Spotify’s engineering posts on fleet management describe this approach in depth, including how they execute fleet-wide refactoring workflows over many repositories (fleet-wide refactoring, part 3).
The result is less repetitive manual work for feature teams and more consistent adoption of standards.
Why Codemods Matter for Large Migrations
Codemods are a key primitive for automated maintenance. A codemod is a source-to-source transformation that updates code based on syntax structure rather than brittle text matching.
That structural understanding makes codemods effective for large scale code migrations where safety and repeatability matter.
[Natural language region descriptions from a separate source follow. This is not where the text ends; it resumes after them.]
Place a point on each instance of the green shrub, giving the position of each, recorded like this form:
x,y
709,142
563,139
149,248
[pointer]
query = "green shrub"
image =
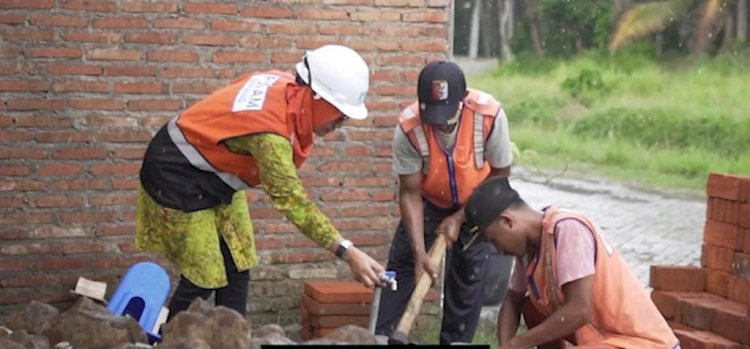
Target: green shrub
x,y
587,86
668,129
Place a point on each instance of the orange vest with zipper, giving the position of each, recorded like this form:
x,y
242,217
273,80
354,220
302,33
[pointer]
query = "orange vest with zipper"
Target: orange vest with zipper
x,y
452,174
624,315
261,108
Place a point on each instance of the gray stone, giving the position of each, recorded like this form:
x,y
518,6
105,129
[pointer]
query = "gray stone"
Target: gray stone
x,y
34,318
91,326
269,330
323,341
6,343
201,306
220,328
272,339
135,346
352,335
4,332
29,341
188,343
230,329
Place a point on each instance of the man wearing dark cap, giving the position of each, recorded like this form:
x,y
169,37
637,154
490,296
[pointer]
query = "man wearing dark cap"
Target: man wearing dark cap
x,y
569,282
446,144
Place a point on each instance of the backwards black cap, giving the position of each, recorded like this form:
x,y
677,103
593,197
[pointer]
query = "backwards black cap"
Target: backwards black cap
x,y
486,204
441,87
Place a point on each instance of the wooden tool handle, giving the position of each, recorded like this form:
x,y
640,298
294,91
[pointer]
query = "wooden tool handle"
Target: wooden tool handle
x,y
423,286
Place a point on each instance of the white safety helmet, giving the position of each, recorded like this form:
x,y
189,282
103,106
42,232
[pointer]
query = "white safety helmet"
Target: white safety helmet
x,y
340,76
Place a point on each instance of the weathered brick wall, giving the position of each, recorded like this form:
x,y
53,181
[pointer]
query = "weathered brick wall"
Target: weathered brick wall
x,y
84,84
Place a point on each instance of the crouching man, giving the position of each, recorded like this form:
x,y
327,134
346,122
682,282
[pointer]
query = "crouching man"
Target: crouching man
x,y
569,283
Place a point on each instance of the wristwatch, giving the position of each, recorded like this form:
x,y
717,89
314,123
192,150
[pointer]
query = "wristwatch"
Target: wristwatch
x,y
343,247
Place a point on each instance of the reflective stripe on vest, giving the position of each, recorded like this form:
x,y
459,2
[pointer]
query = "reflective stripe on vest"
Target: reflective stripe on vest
x,y
479,140
197,160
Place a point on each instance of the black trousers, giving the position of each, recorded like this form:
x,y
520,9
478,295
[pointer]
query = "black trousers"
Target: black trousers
x,y
233,296
463,281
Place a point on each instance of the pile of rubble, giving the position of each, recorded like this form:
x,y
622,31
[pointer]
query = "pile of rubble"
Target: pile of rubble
x,y
89,325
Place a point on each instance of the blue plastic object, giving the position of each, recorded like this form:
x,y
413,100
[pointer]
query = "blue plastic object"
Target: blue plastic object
x,y
141,294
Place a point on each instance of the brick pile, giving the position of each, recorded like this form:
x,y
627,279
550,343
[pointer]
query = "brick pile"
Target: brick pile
x,y
328,305
709,306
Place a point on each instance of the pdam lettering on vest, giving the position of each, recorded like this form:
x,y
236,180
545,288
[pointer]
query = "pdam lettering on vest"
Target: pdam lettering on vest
x,y
253,94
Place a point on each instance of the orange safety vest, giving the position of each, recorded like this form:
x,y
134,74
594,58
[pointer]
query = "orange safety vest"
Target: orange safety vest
x,y
266,102
624,315
450,175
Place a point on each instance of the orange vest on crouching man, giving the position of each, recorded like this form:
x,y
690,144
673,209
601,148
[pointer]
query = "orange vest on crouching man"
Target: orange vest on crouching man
x,y
624,316
450,175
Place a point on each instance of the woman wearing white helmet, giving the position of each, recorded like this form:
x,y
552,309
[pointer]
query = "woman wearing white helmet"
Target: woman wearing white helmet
x,y
255,132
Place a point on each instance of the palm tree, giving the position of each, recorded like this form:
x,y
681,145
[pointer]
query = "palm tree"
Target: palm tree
x,y
653,17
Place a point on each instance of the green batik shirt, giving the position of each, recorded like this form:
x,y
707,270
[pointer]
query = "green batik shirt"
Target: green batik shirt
x,y
190,240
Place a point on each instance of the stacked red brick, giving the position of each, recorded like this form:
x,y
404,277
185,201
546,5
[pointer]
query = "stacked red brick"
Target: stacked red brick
x,y
709,307
328,305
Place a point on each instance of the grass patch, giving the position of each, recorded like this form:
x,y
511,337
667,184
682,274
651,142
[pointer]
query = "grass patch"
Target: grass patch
x,y
665,124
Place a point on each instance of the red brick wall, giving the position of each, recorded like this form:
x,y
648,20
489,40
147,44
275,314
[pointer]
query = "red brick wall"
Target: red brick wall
x,y
84,84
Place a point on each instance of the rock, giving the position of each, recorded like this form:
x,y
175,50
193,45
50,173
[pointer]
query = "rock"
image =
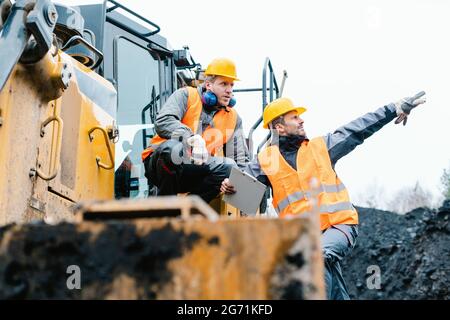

For example, codemods can update import paths, rewrite deprecated function calls, migrate configuration formats, and normalize usage patterns that changed between dependency versions.
Because the transformation is expressed as code, teams can test and iterate on it before rollout. Once validated, the same codemod can run across a large repository fleet with predictable behavior.
From Codemod to Automated Pull Request Workflow
Writing a codemod handles transformation logic, but rollout still needs execution infrastructure. At scale, companies pair codemods with automated pull request generation.
A typical workflow discovers repositories that match criteria, runs codemods in each target repository, executes tests, and opens pull requests with consistent metadata. Engineers then review generated diffs instead of manually implementing the same migration many times.
This workflow is what makes automated dependency upgrades practical across many teams and services. It also creates a clearer audit trail for migrations and improves throughput for refactoring across repositories.
Designing Safe Upgrade Programs
Automated migrations still need engineering rigor. Successful teams usually run pilot migrations first, measure failure modes, and add safeguards such as idempotent transforms, dry-run previews, and strict CI gates.
They also communicate migration intent early so repository owners understand why pull requests are arriving and what validation is expected. These operational details often determine whether a migration finishes in days or stalls for quarters.
When these practices are in place, codemods and automation become a repeatable system for ongoing maintenance rather than one-off scripts.
Practical Next Steps
If your organization is planning large dependency upgrades, start by identifying recurring migration patterns and implementing codemods for the highest-impact cases. Then connect those codemods to automation that can run changes and open pull requests across repositories.
For reference implementations and examples, see Hypermod Explore. For implementation details on authoring and running codemods, see the Hypermod documentation.
As repository fleets continue to grow, engineering teams that invest in automated dependency upgrades and disciplined migration workflows will have a significant advantage in keeping systems secure, current, and consistent.